H65-RTA is an
immunoconjugate that consists of the A chain of
ricin (RTA), a ribosomal-inhibiting
protein, coupled to a murine
monoclonal antibody (H65) directed against the pan-T-cell
antigen CD5. The
CD5 antigen is heterogeneously expressed on
cutaneous T-cell lymphoma tumor cells, but is not expressed on normal cells except lymphocytes. A phase I trial was therefore conducted in which 14 patients with
cutaneous T-cell lymphoma progressive on other
therapies were treated with up to three cycles of
H65-RTA. The maximal tolerated dose (MTD) of
H65-RTA was 0.33 mg/kg/d administered intravenously for 10 days as defined by
dyspnea at rest at higher doses. Other reversible side effects included
myalgia, mild
hypoalbuminemia with
weight gain, pedal
edema,
fatigue,
fevers, and
chills. Six patients received more than one cycle of
H65-RTA without increased side effects compared with the first cycle. Pharmacokinetic analysis showed that peak serum
drug levels were dose-dependent, and ranged from 1.13 to 5.56 micrograms/mL, with a terminal half-life ranging from 1.0 to 2.9 hours. The development of
antibodies against the
immunoconjugate was associated with a lower peak
drug level, but not with enhanced side effects.

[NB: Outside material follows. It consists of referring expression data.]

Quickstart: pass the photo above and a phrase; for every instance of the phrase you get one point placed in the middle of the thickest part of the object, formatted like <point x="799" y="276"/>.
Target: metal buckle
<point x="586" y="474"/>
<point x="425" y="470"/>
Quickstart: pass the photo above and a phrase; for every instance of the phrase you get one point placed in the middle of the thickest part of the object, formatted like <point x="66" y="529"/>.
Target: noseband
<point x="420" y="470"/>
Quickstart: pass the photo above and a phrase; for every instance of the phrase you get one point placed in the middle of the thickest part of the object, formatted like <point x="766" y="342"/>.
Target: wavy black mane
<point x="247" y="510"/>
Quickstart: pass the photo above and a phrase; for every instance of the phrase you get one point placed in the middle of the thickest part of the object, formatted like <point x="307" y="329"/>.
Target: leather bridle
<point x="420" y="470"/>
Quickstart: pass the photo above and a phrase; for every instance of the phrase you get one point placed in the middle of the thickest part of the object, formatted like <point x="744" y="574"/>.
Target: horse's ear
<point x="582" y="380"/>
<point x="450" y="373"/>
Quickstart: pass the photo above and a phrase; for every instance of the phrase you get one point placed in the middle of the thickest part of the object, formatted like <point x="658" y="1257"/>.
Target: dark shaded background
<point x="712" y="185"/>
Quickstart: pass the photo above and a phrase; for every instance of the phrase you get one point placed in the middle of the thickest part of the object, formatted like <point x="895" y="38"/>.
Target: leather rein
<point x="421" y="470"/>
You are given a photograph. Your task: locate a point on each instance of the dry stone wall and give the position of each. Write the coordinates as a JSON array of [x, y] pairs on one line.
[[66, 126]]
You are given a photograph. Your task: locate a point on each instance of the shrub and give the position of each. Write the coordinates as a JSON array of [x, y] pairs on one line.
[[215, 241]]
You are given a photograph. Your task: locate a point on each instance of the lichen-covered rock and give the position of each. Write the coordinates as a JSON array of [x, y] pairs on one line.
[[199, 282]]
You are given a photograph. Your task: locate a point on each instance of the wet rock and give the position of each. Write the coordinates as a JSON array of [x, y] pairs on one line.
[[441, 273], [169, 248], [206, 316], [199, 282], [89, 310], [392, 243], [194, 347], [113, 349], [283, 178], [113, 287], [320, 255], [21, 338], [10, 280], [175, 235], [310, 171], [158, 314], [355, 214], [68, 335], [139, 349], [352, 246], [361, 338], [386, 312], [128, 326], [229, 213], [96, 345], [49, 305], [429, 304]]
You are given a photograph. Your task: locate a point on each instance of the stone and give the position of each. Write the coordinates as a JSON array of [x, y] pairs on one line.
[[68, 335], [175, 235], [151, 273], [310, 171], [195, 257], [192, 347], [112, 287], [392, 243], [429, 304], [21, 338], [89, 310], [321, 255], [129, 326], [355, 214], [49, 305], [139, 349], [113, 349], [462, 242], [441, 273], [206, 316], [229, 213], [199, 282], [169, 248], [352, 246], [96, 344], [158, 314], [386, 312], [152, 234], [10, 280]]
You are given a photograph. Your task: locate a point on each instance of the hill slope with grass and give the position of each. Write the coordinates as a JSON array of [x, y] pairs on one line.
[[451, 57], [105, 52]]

Partial responses lasting from 3 to 8 months were documented in four patients. Three of the responding patients received more than one cycle of
H65-RTA in the presence of anti-
immunoconjugate antibodies. The results from this phase I trial suggest that
H65-RTA is an active
drug in the treatment of
cutaneous T-cell lymphoma. The
immunoconjugate may be safely administered repeatedly, even in the presence of anti-
immunoconjugate antibodies, with responses noted. Additional studies at the MTD are needed to define the response rate in this disease.